Brokers cite "flowing water" again: long-term subordinated debt can be included in net capital.
Source: China Bond Information Network (Hong Kong and Macao Information) Date: 20 10-09-09 Author: [Zhang Yun]
The scale of net capital has always been a threshold for securities companies to apply to the regulatory authorities for innovative business licenses, including direct investment, margin financing and stock index futures, etc. Now securities companies have gained a flood of "living water".
Yesterday, the CSRC promulgated the Regulations on Borrowing Subordinated Debt by Securities Companies (hereinafter referred to as the Regulations). Long-term subordinated debt can be included in net capital according to a certain proportion. If the maturity exceeds 5 years, 4 years, 3 years, 2 years, and 1 year, in principle, it shall be included in the net capital according to the proportion of 100%, 90%, 70%, 50% and 20% respectively. After the promulgation of the Regulations, securities companies can include long-term subordinated debts in their net capital. In other words, borrowing subordinated debt can enrich the scale of net capital.

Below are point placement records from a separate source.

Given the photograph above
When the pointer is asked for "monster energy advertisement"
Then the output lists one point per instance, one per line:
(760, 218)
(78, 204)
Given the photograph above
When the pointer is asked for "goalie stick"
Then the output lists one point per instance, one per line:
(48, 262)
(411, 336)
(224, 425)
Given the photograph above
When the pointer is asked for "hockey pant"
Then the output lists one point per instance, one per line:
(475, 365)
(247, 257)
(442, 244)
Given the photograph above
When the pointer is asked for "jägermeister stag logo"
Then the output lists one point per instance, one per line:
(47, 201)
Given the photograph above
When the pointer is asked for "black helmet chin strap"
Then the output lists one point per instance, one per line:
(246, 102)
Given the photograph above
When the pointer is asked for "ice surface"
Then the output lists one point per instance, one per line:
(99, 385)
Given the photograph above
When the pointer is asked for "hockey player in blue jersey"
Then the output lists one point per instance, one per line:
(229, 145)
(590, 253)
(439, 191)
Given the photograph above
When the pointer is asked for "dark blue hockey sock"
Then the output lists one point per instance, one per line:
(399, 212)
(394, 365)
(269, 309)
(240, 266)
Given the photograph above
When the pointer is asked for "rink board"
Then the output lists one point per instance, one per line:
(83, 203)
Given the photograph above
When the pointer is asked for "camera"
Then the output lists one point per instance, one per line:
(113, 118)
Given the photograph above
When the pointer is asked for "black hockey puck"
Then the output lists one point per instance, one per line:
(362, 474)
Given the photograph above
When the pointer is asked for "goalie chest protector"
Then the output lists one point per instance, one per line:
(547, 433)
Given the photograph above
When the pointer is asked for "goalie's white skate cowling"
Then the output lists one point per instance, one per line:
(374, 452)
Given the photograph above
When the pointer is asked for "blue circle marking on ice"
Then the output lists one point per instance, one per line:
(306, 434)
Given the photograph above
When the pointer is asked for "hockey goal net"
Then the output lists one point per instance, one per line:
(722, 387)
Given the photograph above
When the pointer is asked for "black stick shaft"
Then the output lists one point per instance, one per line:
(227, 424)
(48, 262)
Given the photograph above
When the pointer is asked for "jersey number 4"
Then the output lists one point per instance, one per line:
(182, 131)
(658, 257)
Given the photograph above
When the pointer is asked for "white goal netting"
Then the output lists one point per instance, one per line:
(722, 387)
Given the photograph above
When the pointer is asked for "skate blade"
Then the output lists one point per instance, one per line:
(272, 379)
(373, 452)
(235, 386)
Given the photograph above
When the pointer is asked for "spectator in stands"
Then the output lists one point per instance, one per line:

The definition of subordinated debt in the Regulations refers to the debt borrowed by securities companies from shareholders or other qualified institutional investors with approval, and the repayment order is after ordinary debt and before equity capital of securities companies. According to the order of debt repayment: general debt >; Subordinated debt > preferred stock > common stock.
In the traditional sense, subprime bonds first occurred in banks, and banks need mixed capital instruments to share the risks of banks. The subordinated debts of banks can not be used to write off bad debts, but only to write off the losses during bank bankruptcy liquidation.
The subordinated bonds of securities companies have a similar effect. However, the Regulations also point out that the amount of long-term subordinated debt included in the net capital shall not exceed 50% of the net capital (excluding the accumulated amount of long-term subordinated debt included in the net capital).
Meanwhile, it is stipulated that securities companies are allowed to borrow subordinated bonds from each other. As a creditor, a securities company should deduct all the lent funds when calculating its own net capital. However, a securities company may not borrow subordinated debts from its actually controlled subsidiaries.
With the above provisions, securities companies can "sacrifice" their net capital scale to "help" other securities companies "meet the standards" and obtain more business licenses. As creditors, securities companies can obtain the equity of debt companies in this way, which may indicate the beginning of mutual wooing and sphere of influence division among brokers.
The Regulations also regulate the disclosure methods of subordinated debts of securities companies. "A securities company shall publicly disclose the subordinated debt borrowing on the company website within 3 working days from the date when the subordinated debt borrowing is approved."
When a listed securities company borrows and repays subordinated debts, it shall not only meet the requirements of the Regulations, but also fulfill its information disclosure obligations in accordance with the Regulations on the Administration of Information Disclosure of Listed Companies.
Looking through the annual reports of a number of listed brokers, the reporter found that some brokers listed "borrowing subordinated bonds" in the net capital calculation table, while most brokers only mentioned the means of issuing subordinated bonds in "establishing a net capital replenishment mechanism", but they rarely put them into practice.
This regulation shall be implemented as of September 1 year.